For many people pruning time is the winter. Everyone knows that is the time to prune. The problem is that it isn’t true. In the past I have talked about the value to summer pruning fruit trees to control their size.

For new plantings summer pruning is a way to keep plants more compact, direct their growth in the direction you want and is a method to control their size.

Tipping plants while they are young keeps long whippy growth from developing. Depending on the growth I often prune new growth back about 50%. What this does is forces additional branching and more compact growth. I just recently pruned a new planting of azaleas back. Often I see azaleas never pruned and they are leggy, don’t make a good bloom show and just aren’t attractive.

People that do prune often wait until the plant is growing larger than they want.
When you do this you develop a thick surface of foliage, but no depth to the foliage. This means if you want to reduce the size you are cutting into old dry wood without any foliage. It also means any new growth is allowing the plant to get too large and you have to prune again and again. More work and often less bloom. A pruning technique that thins and removes wood back farther means less frequent pruning.

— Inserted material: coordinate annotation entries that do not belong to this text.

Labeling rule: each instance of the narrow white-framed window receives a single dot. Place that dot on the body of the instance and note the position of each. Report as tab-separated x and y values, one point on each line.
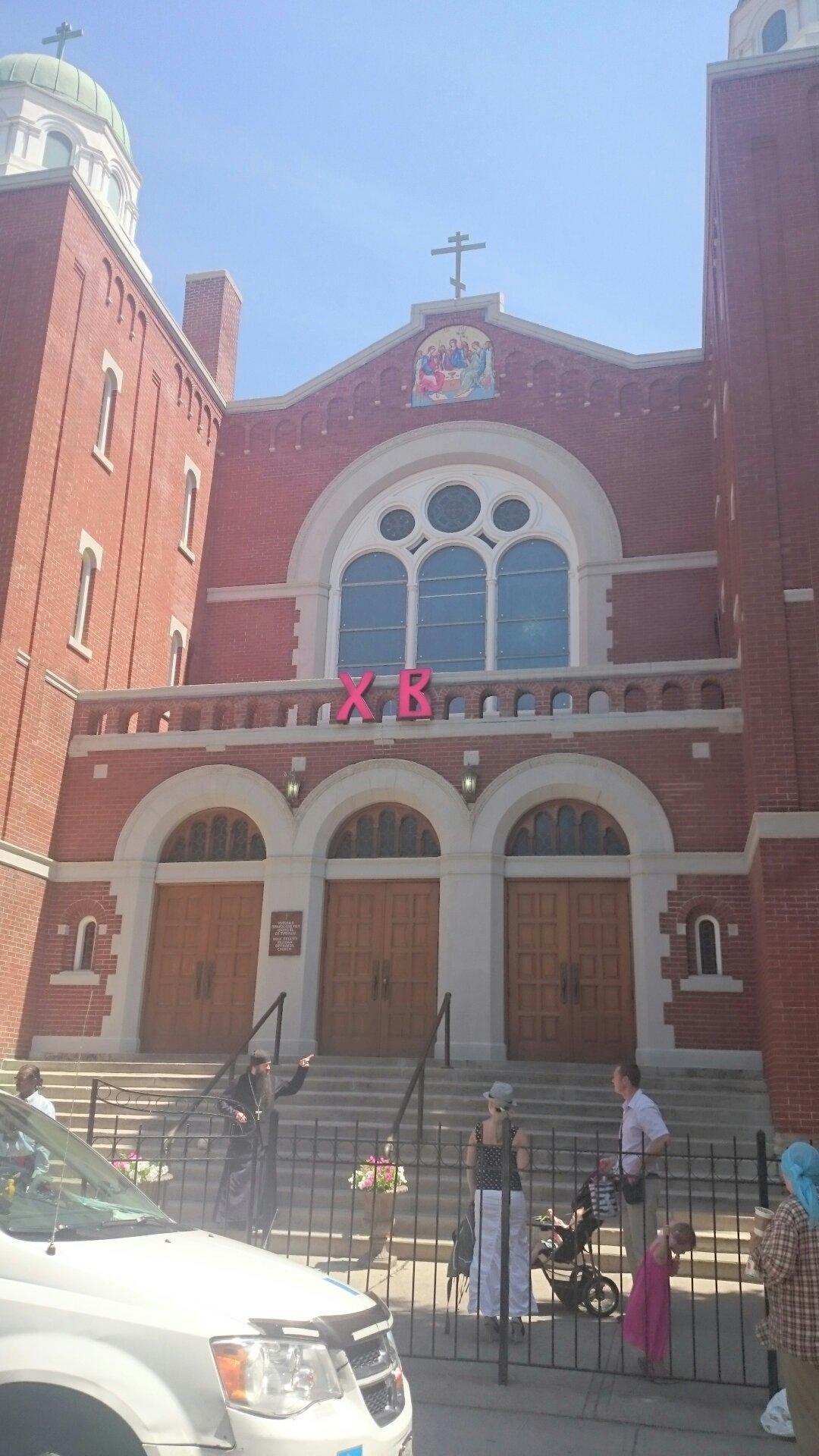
111	386
114	194
57	150
707	946
91	561
178	644
190	509
85	946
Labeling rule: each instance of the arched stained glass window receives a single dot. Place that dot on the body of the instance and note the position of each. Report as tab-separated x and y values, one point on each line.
219	835
385	832
57	152
365	837
452	612
567	829
707	946
373	615
532	606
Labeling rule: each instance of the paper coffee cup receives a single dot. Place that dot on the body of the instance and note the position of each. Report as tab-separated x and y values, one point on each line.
761	1218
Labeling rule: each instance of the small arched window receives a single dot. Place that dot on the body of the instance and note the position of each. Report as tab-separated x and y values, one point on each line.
216	835
57	152
107	411
567	829
190	510
175	669
532	606
373	615
114	194
385	832
776	33
85	598
85	944
707	946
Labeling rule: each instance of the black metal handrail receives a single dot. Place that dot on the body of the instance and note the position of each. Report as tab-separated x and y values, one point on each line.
231	1065
419	1076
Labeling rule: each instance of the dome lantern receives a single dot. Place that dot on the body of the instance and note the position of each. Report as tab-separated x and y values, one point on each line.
765	27
53	117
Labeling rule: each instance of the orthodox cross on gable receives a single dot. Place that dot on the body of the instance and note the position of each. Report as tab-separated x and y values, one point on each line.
61	38
463	245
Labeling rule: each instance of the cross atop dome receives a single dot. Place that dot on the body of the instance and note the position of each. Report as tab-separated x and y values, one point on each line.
61	38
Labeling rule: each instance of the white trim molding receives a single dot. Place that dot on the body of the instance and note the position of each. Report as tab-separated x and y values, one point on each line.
710	983
780	824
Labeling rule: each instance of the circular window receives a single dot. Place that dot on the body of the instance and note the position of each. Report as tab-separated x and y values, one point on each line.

If you start controlling the size of plants while they are young means the root system doesn’t get as large. Once the root system gets really going it means the plant wants to continuing to grow. Again this means more frequent pruning.

I suppose this is where a comment on choosing plants that want to stay in bounds is in order. As a designer one of the most common comments I get is “can’t I prune that back and keep to 3’ or 6’”? The problem is the answer is yes. Often unspoken is the additional comment “ why do you want the additional work. People expect to prune their yard every month to keep it in bounds. Realistically you should have to prune once or twice a year. Hedges and roses excepted

Gardening should be fun. For most of us monthly pruning to keep plants under control is not what we want to do in our lives. Proper pruning and proper plant selection can mean less work.